Thu November 30, 2000 - Northeast Edition
Construction Equipment Guide


U.S. Transportation Secretary Rodney E. Slater recently named two more projects to benefit from the Transportation Infrastructure Finance and Innovation Act (TIFIA).

The U.S. Department of Transportation (DOT) will provide $880 million of credit assistance in the form of federal loans to projects of national and regional significance in Texas and Nevada worth $3.46 billion. This credit assistance is estimated to cost the federal government only $95 million. Therefore, every TIFIA dollar spent will contribute to more than $36 in capital investment.

TIFIA, authorized under the Transportation Equity Act for the 21st Century (TEA-21) and signed into law by President Clinton in June 1998, authorized an innovative financing program under which the DOT provides credit assistance rather than grants to public and private sponsors of major surface transportation projects. The DOT has now selected 10 projects to benefit from TIFIA, at a budgetary cost of only $194 million to the federal government, providing $3.14 billion in credit assistance supporting transportation investments worth nearly $12 billion.

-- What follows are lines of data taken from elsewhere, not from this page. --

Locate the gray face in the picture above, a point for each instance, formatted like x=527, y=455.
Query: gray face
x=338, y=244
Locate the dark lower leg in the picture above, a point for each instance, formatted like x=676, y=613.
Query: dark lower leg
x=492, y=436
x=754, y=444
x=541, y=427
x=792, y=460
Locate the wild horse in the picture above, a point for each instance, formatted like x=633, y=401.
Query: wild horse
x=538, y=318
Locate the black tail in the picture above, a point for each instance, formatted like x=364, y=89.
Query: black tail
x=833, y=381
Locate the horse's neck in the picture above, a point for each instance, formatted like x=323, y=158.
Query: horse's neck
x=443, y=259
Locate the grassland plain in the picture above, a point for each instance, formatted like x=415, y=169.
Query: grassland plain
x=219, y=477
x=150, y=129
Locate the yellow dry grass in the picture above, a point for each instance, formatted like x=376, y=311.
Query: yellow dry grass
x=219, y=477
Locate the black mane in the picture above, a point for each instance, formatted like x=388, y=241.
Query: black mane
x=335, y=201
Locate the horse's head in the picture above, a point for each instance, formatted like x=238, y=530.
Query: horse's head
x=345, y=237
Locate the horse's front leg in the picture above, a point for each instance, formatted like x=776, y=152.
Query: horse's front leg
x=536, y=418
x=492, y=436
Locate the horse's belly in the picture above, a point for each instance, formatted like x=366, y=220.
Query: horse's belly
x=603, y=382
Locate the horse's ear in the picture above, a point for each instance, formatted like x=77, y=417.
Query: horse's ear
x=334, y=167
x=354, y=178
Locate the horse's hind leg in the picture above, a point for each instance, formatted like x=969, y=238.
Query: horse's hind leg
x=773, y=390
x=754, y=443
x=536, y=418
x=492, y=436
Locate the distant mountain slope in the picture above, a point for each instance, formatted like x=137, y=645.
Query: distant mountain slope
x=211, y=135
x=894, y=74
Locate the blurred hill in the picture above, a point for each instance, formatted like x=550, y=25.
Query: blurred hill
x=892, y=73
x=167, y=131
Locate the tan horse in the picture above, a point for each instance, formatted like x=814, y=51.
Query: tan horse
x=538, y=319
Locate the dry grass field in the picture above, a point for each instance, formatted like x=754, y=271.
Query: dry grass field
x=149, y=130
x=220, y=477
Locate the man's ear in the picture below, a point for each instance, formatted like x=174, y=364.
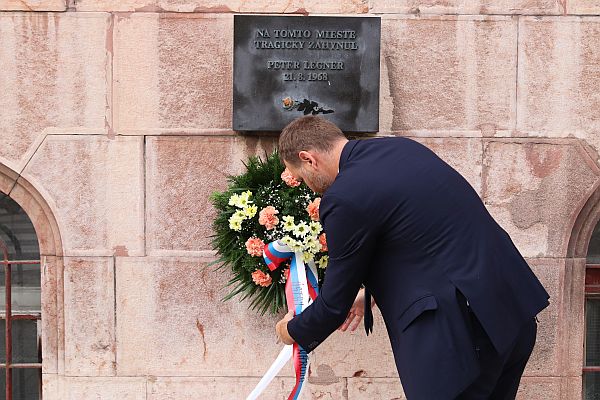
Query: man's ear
x=307, y=157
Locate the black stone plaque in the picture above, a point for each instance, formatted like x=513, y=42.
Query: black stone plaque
x=286, y=67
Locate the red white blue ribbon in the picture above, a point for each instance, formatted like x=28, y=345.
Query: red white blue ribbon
x=301, y=289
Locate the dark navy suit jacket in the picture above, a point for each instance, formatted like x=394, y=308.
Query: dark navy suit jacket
x=410, y=228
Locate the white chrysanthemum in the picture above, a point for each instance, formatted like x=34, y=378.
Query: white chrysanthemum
x=311, y=244
x=307, y=256
x=288, y=223
x=235, y=224
x=239, y=214
x=315, y=227
x=301, y=229
x=250, y=211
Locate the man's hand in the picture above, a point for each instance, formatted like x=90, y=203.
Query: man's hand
x=281, y=329
x=356, y=313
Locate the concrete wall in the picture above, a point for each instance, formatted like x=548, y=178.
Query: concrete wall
x=115, y=126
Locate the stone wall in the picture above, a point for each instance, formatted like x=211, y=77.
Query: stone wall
x=115, y=126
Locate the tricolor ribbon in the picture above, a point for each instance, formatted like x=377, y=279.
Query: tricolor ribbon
x=301, y=289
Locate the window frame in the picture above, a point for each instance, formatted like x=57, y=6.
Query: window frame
x=8, y=316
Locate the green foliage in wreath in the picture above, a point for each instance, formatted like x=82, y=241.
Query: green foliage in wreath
x=260, y=206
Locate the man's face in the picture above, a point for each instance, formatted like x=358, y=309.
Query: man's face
x=311, y=175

The two projects selected for fiscal year 2001 funding under TIFIA are the Central Texas Turnpike Project in Texas and the Reno Transportation Rail Access Corridor Project in Nevada.

TIFIA is designed to provide federal credit assistance to major transportation infrastructure projects that address critical national needs, such as intermodal facilities, border crossing infrastructure, highway trade corridors, and transit and passenger rail facilities with regional and national benefits.

Projects eligible for assistance under TIFIA include highways and bridges; transit facilities and vehicles; intercity passenger bus and rail facilities and vehicles, including Amtrak and components of magnetic levitation systems; and publicly owned intermodal surface freight transfer facilities that are on or adjacent to the National Highway System.

To be eligible, a project also must generally cost at least $100 million or equal at least 50 percent of the amount of federal highway assistance funds apportioned for the most recent fiscal year to the state in which the project is located. The project also must be supported at least partially by user charges or other dedicated revenues.